"The goal for this program is to keep Michigan's blueberry industry on the cutting edge of new technology as well as implementation of new research that keep Michigan's blueberry farmers economically viable in the world market into the future," according to the Michigan Department of Agriculture and Rural Development's website. "This program shall emphasize advancements in blueberry research, information delivery, and Michigan industry-wide collaboration."
A referendum has been scheduled for Jan. 9-20. The Michigan Department of Agriculture and Rural Development will oversee it.
Public hearings on the matter were conducted in Holland and South Haven last month.
Michigan leads the nation in growing blueberries, producing over one-third of all of the blueberries eaten in the U.S., according to the MDA. In 2011, the state produced 72 million pounds and over 20 varieties of the sweet, round, cultivated berries. Michigan blueberries are grown, harvested and processed by over 600 family farms, contributing nearly $118.7 million to the state's economy.

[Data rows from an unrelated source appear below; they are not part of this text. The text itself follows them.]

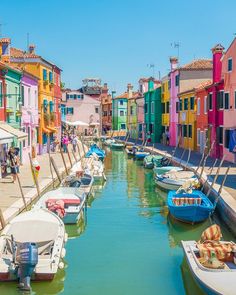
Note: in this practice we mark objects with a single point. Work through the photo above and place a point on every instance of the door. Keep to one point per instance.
(202, 141)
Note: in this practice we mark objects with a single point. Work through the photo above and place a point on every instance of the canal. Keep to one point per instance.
(127, 245)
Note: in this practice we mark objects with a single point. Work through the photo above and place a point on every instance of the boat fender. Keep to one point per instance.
(66, 237)
(63, 252)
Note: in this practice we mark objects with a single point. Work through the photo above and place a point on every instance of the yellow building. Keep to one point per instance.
(187, 129)
(42, 69)
(165, 102)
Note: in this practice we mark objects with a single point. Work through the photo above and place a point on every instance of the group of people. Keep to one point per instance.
(66, 139)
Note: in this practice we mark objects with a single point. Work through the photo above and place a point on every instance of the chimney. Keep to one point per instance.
(150, 84)
(32, 49)
(217, 52)
(113, 94)
(173, 63)
(130, 90)
(5, 49)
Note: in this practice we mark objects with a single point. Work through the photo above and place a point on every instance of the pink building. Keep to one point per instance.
(30, 118)
(182, 79)
(216, 105)
(229, 101)
(82, 107)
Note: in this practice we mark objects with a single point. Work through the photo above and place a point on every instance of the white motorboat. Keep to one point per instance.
(211, 280)
(174, 180)
(66, 202)
(31, 247)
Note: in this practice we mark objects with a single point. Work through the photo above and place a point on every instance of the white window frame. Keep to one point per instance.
(198, 106)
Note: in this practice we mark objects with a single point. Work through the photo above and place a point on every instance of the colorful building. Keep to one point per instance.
(44, 71)
(216, 104)
(82, 107)
(187, 120)
(119, 112)
(181, 79)
(152, 109)
(165, 102)
(106, 104)
(229, 116)
(30, 117)
(201, 96)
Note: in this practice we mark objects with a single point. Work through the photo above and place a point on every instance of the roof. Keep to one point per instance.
(16, 132)
(198, 64)
(123, 95)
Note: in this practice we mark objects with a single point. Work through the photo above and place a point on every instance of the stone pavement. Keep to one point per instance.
(230, 184)
(11, 202)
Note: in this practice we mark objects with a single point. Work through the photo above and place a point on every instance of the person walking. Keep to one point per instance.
(74, 143)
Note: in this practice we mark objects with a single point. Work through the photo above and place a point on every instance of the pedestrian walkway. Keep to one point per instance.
(11, 202)
(230, 184)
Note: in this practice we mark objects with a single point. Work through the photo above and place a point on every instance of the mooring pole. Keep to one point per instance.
(216, 176)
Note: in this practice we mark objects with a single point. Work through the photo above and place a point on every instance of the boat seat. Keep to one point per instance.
(186, 201)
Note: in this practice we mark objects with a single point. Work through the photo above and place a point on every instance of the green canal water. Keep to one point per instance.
(127, 244)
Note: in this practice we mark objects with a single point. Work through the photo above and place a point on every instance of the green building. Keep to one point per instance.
(119, 112)
(153, 112)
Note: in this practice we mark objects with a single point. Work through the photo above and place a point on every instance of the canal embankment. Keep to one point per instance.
(11, 201)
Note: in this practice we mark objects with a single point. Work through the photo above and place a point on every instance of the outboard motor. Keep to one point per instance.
(27, 259)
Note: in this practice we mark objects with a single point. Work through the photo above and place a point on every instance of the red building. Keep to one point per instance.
(3, 71)
(57, 94)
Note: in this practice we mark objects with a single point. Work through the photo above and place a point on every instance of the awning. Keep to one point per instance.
(16, 132)
(5, 137)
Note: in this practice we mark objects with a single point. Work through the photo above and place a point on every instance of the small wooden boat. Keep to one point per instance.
(66, 202)
(174, 180)
(117, 145)
(152, 160)
(141, 154)
(211, 280)
(32, 246)
(189, 207)
(95, 149)
(166, 169)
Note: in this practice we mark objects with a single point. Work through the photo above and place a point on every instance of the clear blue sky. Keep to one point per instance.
(116, 39)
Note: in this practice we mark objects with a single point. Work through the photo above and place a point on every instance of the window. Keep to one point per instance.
(45, 75)
(152, 107)
(151, 128)
(50, 77)
(219, 135)
(184, 130)
(205, 105)
(180, 105)
(210, 101)
(163, 108)
(190, 131)
(177, 80)
(191, 103)
(230, 64)
(70, 111)
(227, 137)
(226, 100)
(145, 108)
(198, 106)
(220, 100)
(28, 131)
(167, 107)
(198, 136)
(186, 104)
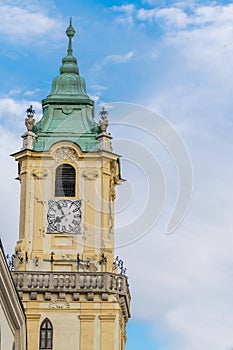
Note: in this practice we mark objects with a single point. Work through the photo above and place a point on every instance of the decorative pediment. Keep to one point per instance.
(65, 153)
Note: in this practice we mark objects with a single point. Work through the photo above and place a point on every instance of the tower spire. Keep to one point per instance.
(69, 62)
(70, 32)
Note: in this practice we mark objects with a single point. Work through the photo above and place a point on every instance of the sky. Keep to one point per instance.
(163, 69)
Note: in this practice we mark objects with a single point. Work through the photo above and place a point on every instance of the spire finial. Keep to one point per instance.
(70, 32)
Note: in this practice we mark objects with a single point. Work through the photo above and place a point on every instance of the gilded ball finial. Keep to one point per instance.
(70, 31)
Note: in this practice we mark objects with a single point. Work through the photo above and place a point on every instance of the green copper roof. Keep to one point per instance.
(68, 112)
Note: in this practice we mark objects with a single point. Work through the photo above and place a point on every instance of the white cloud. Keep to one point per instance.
(13, 112)
(126, 13)
(24, 23)
(116, 59)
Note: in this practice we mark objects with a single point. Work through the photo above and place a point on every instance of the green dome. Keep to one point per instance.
(69, 84)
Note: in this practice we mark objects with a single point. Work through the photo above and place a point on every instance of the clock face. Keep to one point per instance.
(64, 216)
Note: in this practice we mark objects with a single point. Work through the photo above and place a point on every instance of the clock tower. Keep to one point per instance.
(75, 293)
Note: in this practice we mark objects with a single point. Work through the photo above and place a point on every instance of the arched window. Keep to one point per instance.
(65, 181)
(46, 335)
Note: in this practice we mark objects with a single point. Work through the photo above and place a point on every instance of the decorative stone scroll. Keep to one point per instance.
(90, 174)
(65, 153)
(59, 304)
(40, 174)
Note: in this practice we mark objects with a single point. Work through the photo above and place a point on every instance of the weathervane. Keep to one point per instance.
(103, 122)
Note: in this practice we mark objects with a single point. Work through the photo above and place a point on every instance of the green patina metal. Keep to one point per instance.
(68, 112)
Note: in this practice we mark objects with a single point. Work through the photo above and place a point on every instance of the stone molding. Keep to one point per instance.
(89, 284)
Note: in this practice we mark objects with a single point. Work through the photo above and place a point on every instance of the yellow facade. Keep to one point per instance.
(74, 296)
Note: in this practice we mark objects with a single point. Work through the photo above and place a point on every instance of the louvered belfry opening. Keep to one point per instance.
(65, 181)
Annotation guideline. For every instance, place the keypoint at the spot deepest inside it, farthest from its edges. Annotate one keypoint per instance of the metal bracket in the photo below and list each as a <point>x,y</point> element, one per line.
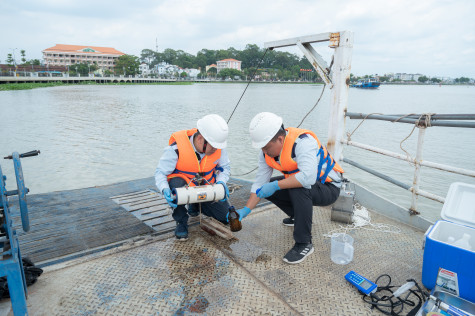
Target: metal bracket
<point>317,61</point>
<point>334,40</point>
<point>310,53</point>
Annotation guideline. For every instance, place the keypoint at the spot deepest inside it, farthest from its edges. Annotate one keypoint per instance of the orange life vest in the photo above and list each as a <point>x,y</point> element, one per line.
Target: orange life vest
<point>288,166</point>
<point>188,164</point>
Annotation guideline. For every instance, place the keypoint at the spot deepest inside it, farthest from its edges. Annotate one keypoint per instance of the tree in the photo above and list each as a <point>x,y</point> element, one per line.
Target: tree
<point>212,72</point>
<point>423,79</point>
<point>127,65</point>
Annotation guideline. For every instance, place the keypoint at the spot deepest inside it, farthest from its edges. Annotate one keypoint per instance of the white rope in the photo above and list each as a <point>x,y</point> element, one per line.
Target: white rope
<point>362,220</point>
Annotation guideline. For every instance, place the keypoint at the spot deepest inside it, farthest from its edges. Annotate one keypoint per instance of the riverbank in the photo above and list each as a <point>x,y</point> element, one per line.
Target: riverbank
<point>33,85</point>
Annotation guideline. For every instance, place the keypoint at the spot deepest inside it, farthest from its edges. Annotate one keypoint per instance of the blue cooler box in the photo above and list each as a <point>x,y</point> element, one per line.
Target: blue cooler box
<point>441,247</point>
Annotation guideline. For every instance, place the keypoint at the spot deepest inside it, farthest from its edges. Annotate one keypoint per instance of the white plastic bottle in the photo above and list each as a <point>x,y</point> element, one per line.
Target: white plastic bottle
<point>463,242</point>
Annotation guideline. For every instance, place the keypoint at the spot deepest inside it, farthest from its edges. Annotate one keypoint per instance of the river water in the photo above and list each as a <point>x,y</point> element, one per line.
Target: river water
<point>96,135</point>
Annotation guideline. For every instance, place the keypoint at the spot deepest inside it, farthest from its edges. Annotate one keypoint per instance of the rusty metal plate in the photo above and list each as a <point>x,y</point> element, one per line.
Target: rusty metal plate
<point>163,278</point>
<point>317,286</point>
<point>212,276</point>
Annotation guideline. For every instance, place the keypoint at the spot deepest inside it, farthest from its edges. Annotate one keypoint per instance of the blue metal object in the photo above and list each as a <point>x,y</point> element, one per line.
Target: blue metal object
<point>11,264</point>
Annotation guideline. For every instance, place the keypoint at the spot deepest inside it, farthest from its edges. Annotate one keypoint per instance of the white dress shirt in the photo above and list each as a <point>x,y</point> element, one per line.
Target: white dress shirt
<point>167,165</point>
<point>306,150</point>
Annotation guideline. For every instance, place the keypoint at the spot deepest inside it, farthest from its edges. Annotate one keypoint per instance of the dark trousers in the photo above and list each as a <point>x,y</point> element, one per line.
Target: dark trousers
<point>298,203</point>
<point>217,209</point>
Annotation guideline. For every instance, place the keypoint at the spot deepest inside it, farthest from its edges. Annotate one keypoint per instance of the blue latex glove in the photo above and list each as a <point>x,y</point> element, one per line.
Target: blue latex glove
<point>268,189</point>
<point>243,212</point>
<point>226,195</point>
<point>167,193</point>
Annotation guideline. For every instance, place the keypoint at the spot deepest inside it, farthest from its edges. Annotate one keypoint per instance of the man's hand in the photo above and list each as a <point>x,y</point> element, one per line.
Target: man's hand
<point>243,212</point>
<point>226,190</point>
<point>167,193</point>
<point>267,189</point>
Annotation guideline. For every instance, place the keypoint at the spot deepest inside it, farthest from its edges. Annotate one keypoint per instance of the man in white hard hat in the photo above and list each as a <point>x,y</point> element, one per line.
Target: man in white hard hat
<point>190,152</point>
<point>311,177</point>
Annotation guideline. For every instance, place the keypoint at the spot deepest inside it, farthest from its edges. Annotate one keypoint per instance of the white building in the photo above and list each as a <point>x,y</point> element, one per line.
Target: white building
<point>165,69</point>
<point>228,63</point>
<point>192,73</point>
<point>67,55</point>
<point>144,69</point>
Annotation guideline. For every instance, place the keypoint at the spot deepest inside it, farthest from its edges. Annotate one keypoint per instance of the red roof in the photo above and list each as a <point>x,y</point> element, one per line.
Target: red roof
<point>83,49</point>
<point>229,59</point>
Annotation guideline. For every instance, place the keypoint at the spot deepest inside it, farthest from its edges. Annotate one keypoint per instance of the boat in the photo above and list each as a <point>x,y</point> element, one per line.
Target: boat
<point>110,250</point>
<point>371,83</point>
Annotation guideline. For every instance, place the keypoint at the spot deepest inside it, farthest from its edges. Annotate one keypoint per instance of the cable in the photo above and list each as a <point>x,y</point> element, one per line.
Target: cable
<point>387,304</point>
<point>308,113</point>
<point>262,58</point>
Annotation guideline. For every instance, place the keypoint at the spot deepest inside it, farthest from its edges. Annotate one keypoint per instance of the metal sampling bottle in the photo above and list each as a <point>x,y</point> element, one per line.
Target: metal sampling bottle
<point>234,221</point>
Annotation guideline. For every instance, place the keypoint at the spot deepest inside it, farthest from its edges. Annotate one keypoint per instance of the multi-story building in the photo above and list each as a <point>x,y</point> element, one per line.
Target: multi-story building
<point>165,69</point>
<point>228,63</point>
<point>67,55</point>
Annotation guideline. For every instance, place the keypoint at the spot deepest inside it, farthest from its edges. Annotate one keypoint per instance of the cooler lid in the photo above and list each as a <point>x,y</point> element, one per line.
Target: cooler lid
<point>459,206</point>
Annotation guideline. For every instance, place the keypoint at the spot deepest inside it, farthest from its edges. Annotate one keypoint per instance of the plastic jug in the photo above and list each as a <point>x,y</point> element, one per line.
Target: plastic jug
<point>234,222</point>
<point>341,248</point>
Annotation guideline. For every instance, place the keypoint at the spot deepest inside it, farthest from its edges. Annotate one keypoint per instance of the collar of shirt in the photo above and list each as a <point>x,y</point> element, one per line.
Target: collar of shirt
<point>193,145</point>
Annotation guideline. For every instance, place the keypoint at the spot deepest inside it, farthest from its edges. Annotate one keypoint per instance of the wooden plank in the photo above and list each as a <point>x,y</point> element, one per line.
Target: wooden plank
<point>136,198</point>
<point>144,205</point>
<point>153,215</point>
<point>158,221</point>
<point>129,194</point>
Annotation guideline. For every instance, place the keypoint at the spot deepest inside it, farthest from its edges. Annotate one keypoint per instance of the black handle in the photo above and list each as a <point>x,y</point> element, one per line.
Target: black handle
<point>24,155</point>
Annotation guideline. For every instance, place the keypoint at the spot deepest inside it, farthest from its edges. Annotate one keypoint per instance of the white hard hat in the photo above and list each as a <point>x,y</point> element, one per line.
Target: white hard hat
<point>214,129</point>
<point>263,128</point>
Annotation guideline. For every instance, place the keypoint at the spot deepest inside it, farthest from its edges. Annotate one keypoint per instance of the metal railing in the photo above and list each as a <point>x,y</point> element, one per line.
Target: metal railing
<point>422,122</point>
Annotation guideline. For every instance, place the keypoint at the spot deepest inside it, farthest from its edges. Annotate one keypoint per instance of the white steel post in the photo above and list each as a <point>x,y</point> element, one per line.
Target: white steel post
<point>417,171</point>
<point>339,93</point>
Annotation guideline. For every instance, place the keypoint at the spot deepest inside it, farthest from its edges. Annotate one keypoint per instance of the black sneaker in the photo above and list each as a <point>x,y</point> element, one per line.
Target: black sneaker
<point>289,221</point>
<point>298,253</point>
<point>181,231</point>
<point>193,212</point>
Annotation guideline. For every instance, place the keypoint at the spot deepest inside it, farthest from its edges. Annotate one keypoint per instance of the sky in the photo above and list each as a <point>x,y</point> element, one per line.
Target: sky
<point>430,37</point>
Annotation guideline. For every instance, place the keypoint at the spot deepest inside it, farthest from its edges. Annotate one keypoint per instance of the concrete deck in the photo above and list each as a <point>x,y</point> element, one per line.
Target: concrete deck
<point>157,275</point>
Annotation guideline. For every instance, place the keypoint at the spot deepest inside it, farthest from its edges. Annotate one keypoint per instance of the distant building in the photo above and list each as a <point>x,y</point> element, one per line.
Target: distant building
<point>144,69</point>
<point>211,66</point>
<point>67,55</point>
<point>165,69</point>
<point>228,63</point>
<point>191,72</point>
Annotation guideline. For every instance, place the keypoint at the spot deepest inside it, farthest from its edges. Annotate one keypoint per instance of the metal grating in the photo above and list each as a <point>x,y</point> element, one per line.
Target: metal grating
<point>211,276</point>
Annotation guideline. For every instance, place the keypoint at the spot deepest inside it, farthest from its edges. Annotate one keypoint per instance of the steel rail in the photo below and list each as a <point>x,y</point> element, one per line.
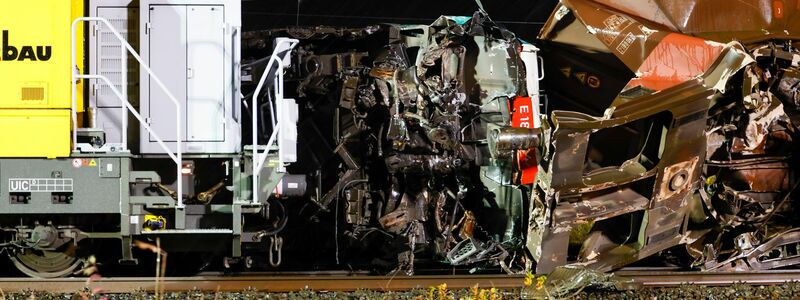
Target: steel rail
<point>261,283</point>
<point>671,279</point>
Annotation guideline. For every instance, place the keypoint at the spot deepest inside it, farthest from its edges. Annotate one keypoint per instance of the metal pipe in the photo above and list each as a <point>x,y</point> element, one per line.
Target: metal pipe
<point>258,160</point>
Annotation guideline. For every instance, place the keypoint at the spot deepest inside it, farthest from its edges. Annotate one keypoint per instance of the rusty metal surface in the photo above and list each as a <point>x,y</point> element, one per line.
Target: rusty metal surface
<point>696,154</point>
<point>261,283</point>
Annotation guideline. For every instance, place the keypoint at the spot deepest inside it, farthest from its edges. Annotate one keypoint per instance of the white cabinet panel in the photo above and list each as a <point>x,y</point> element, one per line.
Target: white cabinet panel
<point>205,35</point>
<point>167,59</point>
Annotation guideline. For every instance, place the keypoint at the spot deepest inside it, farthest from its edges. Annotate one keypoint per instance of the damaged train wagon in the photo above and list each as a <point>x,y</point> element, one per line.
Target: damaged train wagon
<point>673,130</point>
<point>662,129</point>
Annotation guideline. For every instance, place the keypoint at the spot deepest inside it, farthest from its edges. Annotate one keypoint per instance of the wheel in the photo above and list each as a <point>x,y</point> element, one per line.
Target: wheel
<point>47,263</point>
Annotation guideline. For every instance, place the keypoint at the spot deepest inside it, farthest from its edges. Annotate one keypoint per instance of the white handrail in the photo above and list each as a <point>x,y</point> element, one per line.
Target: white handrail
<point>177,157</point>
<point>259,159</point>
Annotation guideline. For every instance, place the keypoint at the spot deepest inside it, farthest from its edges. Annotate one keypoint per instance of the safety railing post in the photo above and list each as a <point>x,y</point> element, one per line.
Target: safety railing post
<point>177,157</point>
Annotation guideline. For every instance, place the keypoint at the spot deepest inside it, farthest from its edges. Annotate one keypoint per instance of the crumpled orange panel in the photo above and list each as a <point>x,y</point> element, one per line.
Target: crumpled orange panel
<point>677,58</point>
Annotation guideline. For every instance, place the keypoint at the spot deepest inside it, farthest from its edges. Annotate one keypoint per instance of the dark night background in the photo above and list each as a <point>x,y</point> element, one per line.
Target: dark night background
<point>523,17</point>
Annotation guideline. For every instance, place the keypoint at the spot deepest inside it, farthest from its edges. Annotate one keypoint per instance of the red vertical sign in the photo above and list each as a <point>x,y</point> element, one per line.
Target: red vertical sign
<point>522,115</point>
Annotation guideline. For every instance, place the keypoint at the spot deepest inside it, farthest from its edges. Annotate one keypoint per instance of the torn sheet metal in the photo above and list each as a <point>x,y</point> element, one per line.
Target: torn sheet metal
<point>693,154</point>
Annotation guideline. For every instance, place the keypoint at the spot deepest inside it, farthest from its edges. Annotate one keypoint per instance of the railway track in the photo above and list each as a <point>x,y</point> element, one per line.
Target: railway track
<point>262,283</point>
<point>647,278</point>
<point>277,283</point>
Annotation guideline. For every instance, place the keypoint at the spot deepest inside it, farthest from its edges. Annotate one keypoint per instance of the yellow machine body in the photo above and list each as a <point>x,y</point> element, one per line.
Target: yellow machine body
<point>35,65</point>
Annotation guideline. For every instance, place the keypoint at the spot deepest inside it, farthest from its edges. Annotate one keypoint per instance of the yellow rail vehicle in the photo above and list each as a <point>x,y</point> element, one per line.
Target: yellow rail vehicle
<point>35,97</point>
<point>120,120</point>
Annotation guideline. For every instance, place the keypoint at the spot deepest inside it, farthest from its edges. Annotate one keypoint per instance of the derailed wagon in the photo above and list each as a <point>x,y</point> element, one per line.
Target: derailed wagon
<point>673,130</point>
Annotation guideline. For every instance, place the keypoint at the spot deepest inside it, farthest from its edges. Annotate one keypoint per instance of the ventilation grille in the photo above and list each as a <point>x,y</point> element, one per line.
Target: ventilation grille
<point>32,94</point>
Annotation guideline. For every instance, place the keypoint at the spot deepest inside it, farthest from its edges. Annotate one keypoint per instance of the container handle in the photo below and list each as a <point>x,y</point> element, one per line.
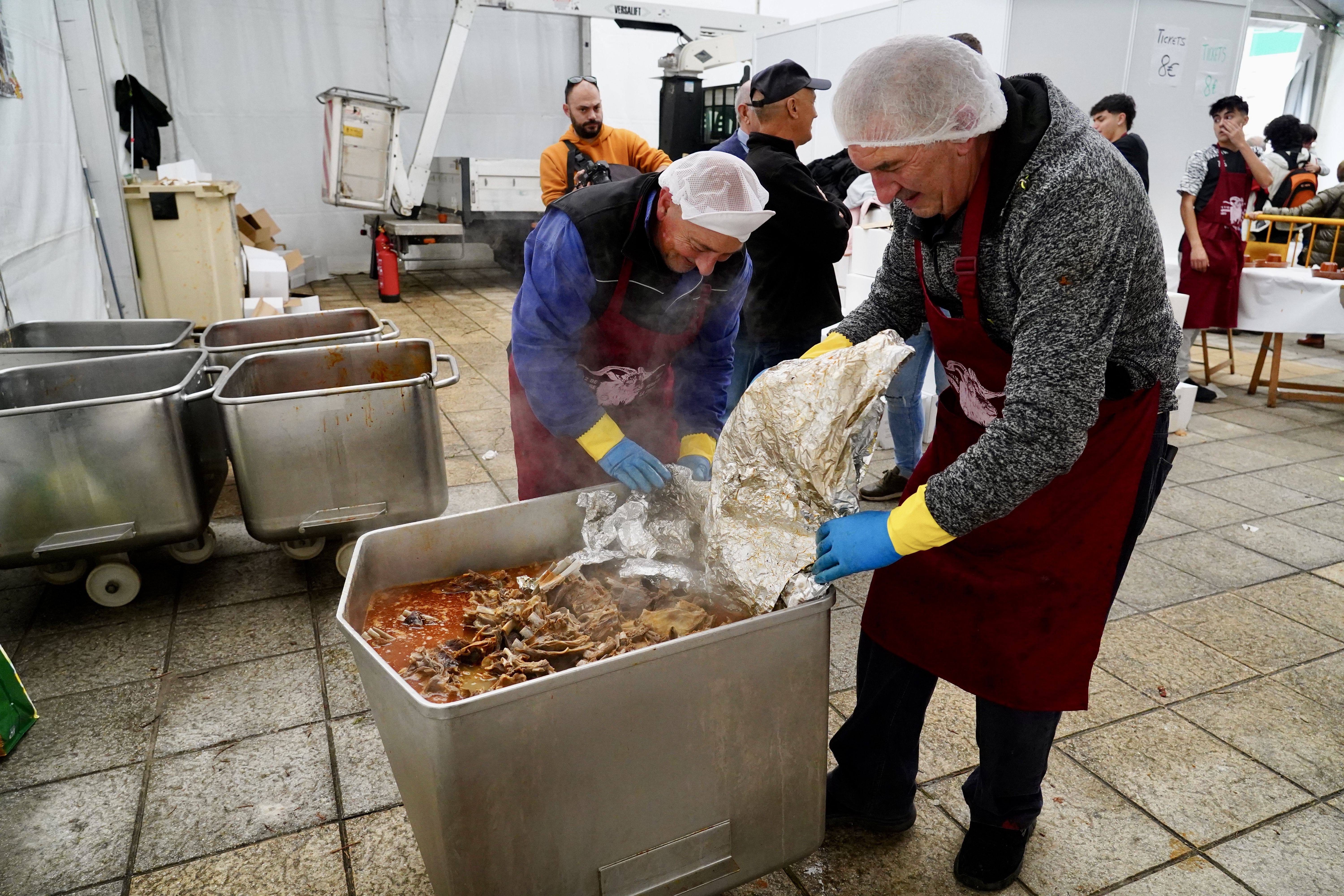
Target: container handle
<point>452,362</point>
<point>209,369</point>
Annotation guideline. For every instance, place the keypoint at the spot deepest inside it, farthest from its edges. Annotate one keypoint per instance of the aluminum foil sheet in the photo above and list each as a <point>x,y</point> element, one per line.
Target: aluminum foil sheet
<point>791,457</point>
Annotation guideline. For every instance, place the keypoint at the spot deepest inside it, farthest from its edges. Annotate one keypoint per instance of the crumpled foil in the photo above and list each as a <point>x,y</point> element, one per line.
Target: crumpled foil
<point>791,457</point>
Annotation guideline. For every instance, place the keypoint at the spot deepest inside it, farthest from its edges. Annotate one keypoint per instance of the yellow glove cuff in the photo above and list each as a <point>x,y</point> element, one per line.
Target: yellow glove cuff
<point>601,439</point>
<point>701,444</point>
<point>913,528</point>
<point>831,343</point>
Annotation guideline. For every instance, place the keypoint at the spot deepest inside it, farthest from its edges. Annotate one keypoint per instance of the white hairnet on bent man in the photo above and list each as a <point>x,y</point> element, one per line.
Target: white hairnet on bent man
<point>718,191</point>
<point>919,89</point>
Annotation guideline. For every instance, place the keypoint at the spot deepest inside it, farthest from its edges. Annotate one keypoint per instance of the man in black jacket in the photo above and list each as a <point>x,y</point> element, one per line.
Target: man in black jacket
<point>794,292</point>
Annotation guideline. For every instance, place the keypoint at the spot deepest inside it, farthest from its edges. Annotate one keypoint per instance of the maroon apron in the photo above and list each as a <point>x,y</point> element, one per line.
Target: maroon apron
<point>1014,610</point>
<point>630,370</point>
<point>1214,293</point>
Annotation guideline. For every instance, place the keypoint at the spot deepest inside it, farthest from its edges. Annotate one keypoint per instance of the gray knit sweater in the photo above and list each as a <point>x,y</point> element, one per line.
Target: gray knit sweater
<point>1072,284</point>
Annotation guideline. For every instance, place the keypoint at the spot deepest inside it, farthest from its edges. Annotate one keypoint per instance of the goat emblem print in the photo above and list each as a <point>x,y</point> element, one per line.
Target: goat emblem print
<point>615,385</point>
<point>978,404</point>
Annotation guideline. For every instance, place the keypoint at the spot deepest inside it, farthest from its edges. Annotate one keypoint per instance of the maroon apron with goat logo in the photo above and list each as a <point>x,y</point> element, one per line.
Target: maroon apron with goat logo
<point>630,370</point>
<point>1216,293</point>
<point>1014,610</point>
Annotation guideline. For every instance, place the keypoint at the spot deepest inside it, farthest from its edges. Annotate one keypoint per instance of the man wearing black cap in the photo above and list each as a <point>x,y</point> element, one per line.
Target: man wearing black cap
<point>794,292</point>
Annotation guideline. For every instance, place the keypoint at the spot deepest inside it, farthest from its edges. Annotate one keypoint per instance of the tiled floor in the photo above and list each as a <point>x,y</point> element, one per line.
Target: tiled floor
<point>212,737</point>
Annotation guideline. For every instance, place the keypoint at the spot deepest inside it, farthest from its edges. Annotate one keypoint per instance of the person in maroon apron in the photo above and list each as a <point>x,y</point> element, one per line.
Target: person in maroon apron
<point>1049,311</point>
<point>624,326</point>
<point>1214,195</point>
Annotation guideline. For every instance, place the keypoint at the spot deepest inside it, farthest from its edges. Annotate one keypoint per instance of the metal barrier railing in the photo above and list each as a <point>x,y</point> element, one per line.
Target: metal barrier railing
<point>1295,236</point>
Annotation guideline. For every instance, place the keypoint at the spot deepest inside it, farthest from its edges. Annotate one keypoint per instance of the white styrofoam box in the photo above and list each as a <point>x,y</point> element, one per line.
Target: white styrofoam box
<point>842,271</point>
<point>1185,406</point>
<point>855,292</point>
<point>870,244</point>
<point>275,302</point>
<point>1181,302</point>
<point>268,275</point>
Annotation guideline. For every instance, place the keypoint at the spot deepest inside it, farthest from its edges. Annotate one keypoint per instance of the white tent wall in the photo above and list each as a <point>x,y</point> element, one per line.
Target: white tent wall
<point>103,43</point>
<point>1087,47</point>
<point>243,80</point>
<point>48,250</point>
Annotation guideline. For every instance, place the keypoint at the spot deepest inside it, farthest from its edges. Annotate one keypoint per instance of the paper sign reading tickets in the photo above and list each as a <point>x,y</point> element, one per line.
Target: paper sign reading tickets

Allegan, Ottawa, Berrien, Muskegon and Van Buren counties comprise the state's primary blueberry growing region.
A committee of seven blueberry producers appointed by Gov. Rick Snyder would oversee the program. It would be funded by assessments on blueberries grown in the state.
The proposal calls for a maximum assessment of up to three-tenths of a cent per pound of blueberries sold.
To be adopted, the program must receive support from more than 50 percent of votes cast, representing more than 50 percent of the total bushels voted.
Michigan is second only to California in the nation when it comes to crop diversity - apples, blueberries, wine grapes, strawberries, they all attract tourists from around the state and around the Midwest. A 2011 survey of fruit farms showed 825 apple orchards, 600 blueberry farms , 850 cherry orchards, 455 vineyards, 360 peach orchards and 170 strawberry farms in the state.